Carole Ann Ford's Hartnell impression sounds a bit more like Glinda the Good Witch than the First Doctor, but she puts such love and energy into it that you can still kind of picture what he would have sounded like saying the lines.

I've only listened to one story where Nicola Bryant does it, but I honestly think that she plays a better Six than she does Peri.

***

I missed novel chat, and I've read maybe five Doctor Who books in as many years, but from the ones I have read, they are honestly great. I'm sure there's a lot of crap out there but I've been sticking pretty much to only the highly-rated stuff and it's been steering me right. It honestly doesn't compare at all to the Star Wars EU (something which I used to be shamefully intimately familiar with). While there were a handful of good books in that bunch, there was nothing which screamed "this is Star Wars." The New Adventures and Eighth Doctor Adventures have that in spades.

I just finished reading Alien Bodies and it is basically the perfect way to do an "adult" Doctor Who book. No sex, so putting companions in weird rapey situations. What's adult about it are its concepts (and a small but incredibly effective dose of body horror, which is pretty much the only thing that couldn't be done on TV). There's a more advanced version of a TARDIS which is just a human form which people step inside. She gets exploded at some point and there's a lengthy bit about her physically putting her memories back together. There's an exploration of Kroton society. There's musing on small changes in history adding up to big ones. There's a dig at the Raston Warrior Robot. There's a great characterization for Eight that nobody else has really tried doing. It is just really, really good. I'm kind of flummoxed at how good it is.

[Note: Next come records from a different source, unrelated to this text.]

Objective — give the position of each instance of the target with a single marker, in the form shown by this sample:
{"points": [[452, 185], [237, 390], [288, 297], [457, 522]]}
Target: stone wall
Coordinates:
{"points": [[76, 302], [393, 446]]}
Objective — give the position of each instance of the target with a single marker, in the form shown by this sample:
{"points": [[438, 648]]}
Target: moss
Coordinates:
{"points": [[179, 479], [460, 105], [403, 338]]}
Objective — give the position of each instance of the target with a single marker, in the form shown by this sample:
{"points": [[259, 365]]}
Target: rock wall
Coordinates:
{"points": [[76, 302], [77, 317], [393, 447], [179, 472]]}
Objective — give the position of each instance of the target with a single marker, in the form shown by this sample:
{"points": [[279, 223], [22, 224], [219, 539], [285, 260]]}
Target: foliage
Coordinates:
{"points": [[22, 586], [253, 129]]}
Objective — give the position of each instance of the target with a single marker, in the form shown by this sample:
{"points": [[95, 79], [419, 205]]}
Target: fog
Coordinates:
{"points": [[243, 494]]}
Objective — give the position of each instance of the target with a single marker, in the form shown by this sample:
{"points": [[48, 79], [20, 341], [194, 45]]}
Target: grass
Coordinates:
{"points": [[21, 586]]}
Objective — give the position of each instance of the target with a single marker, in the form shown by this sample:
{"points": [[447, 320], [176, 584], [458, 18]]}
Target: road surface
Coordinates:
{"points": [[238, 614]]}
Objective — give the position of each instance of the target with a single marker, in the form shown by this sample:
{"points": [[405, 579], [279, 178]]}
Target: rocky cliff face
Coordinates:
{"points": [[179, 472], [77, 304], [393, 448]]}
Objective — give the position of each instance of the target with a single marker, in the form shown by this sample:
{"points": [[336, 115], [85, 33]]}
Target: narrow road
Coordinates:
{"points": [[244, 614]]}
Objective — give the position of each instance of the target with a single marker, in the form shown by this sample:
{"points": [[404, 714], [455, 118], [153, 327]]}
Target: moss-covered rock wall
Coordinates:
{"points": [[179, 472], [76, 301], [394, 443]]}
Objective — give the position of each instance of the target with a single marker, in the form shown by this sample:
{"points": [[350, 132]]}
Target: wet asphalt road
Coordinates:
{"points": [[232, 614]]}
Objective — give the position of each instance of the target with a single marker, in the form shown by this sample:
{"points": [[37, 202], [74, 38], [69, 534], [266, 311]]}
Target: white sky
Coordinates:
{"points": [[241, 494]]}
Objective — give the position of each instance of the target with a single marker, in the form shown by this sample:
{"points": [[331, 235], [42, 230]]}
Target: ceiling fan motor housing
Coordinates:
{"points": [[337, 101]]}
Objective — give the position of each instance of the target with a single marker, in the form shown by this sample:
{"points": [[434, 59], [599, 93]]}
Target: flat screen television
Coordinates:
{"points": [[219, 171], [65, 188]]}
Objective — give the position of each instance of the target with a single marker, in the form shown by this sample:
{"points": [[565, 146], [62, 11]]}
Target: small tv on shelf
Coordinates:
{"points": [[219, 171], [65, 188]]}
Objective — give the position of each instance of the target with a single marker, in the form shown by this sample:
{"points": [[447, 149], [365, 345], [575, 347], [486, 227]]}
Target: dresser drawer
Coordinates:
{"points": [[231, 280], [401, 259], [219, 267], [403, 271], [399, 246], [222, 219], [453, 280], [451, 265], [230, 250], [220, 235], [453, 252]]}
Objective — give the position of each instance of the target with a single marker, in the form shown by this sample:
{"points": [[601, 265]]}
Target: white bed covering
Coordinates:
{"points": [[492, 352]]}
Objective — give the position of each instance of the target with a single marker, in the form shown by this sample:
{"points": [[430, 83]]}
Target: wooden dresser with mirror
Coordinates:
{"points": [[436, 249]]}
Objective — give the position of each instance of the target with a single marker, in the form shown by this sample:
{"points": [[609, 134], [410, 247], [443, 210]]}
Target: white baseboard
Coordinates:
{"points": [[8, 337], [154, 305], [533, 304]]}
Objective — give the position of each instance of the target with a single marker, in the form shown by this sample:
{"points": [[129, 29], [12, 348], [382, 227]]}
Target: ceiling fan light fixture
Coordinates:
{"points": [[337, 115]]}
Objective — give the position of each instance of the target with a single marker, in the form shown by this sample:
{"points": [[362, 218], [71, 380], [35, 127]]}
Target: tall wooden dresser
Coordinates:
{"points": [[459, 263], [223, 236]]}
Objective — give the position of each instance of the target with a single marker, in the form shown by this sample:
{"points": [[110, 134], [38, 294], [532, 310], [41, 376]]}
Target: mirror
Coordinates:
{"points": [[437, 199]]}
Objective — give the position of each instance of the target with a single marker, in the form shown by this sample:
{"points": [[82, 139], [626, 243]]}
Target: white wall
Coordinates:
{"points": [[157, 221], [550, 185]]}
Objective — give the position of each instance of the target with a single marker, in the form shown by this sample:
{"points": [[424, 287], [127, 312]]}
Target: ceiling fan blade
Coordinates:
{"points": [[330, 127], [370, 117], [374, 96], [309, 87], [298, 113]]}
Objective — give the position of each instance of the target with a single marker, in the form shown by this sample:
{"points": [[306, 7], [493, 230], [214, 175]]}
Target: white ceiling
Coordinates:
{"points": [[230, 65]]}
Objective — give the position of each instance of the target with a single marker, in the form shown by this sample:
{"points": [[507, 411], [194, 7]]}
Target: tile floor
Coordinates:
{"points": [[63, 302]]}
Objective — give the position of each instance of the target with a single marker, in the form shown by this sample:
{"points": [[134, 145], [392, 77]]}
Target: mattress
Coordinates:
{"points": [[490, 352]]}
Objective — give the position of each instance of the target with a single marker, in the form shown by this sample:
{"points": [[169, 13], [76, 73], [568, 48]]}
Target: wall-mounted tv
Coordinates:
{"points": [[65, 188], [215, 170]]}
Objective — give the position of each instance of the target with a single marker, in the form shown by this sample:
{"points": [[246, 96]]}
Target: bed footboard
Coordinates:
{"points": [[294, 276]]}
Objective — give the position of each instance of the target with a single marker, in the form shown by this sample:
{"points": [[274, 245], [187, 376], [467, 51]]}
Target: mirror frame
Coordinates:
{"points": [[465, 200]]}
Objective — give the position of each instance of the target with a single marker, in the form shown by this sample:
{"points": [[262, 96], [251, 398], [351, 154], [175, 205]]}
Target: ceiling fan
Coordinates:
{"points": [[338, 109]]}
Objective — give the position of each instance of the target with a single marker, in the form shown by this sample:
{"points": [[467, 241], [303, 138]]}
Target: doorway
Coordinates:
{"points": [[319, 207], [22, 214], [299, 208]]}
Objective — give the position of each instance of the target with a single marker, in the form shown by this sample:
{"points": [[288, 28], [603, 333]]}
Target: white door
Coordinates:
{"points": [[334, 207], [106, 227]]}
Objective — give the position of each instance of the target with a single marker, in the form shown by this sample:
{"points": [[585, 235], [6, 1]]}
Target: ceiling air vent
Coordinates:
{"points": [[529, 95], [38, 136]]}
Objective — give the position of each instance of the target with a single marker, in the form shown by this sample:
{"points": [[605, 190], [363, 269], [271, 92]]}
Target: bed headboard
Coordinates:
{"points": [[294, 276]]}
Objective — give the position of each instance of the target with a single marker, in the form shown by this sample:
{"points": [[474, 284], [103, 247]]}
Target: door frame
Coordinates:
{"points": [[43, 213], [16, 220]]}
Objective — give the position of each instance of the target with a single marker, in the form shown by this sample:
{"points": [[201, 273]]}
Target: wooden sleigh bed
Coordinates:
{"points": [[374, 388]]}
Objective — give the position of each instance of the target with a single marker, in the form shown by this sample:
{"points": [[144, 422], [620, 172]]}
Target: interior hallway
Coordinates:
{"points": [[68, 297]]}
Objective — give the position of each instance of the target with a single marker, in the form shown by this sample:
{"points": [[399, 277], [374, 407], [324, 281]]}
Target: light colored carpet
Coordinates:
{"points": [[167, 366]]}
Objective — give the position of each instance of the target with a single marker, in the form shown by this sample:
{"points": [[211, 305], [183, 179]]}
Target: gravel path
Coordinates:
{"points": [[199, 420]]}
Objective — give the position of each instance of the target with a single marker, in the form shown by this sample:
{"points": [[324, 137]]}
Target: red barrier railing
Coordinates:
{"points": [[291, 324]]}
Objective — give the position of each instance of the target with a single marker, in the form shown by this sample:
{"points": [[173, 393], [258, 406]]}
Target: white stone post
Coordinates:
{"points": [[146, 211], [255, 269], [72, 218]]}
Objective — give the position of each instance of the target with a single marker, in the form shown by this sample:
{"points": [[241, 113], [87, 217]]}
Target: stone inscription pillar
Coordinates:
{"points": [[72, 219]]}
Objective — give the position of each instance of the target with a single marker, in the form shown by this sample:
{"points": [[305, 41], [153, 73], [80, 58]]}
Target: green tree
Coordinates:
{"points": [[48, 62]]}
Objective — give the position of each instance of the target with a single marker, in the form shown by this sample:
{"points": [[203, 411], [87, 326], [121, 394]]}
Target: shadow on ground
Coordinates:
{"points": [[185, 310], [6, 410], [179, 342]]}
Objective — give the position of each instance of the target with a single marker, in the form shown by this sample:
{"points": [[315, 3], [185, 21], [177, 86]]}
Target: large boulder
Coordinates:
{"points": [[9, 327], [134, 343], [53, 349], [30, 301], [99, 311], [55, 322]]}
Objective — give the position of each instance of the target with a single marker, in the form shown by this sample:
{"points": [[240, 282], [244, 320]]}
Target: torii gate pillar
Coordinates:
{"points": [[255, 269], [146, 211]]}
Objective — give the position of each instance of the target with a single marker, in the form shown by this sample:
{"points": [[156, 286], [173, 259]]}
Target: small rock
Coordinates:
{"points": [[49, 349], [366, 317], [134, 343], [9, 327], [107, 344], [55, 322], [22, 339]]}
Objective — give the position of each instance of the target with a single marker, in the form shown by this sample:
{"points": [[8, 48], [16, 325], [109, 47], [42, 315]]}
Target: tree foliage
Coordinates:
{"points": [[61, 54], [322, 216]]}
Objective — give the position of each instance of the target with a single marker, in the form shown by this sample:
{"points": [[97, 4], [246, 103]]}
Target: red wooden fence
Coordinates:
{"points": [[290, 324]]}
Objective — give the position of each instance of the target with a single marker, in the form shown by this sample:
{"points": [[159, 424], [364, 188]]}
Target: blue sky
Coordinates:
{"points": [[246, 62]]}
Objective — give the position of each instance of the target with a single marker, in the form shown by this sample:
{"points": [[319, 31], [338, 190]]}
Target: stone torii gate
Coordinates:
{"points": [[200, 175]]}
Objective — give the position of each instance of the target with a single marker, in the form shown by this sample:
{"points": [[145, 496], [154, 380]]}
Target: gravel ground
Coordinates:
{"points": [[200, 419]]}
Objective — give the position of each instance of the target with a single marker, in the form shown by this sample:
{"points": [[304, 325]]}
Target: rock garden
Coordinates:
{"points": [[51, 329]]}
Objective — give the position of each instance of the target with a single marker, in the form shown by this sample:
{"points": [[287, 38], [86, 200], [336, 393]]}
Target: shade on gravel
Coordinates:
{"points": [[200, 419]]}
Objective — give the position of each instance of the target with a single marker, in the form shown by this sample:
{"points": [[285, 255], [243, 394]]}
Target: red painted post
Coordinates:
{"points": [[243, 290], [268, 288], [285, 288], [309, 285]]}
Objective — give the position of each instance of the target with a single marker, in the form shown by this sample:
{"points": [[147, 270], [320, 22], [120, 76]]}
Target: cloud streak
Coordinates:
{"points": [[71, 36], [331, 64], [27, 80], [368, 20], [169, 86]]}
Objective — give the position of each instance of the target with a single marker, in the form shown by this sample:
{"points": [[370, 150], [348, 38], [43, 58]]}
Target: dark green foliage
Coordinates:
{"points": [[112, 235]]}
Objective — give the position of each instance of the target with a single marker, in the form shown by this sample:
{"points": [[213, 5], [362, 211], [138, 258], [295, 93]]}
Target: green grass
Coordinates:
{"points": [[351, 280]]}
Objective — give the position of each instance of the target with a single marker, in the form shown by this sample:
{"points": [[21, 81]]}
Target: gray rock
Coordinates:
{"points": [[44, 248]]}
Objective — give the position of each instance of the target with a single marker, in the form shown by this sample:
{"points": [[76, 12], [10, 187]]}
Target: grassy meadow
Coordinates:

It's perhaps unsurprising given their audience, but one thing the books I've read do is dig pretty deep into continuity. There are references to probably a dozen different episodes in Alien Bodies alone, and I've not seen all the episodes. There's even a reference to the Metatraxi, who were supposed to appear in Season 27, but didn't actually turn up until Big Finish did their Season 27 stories, more than a decade after this book was published.

In short, if you read one Doctor Who book, Alien Bodies . Or Timewyrm: Exodus, that's also great.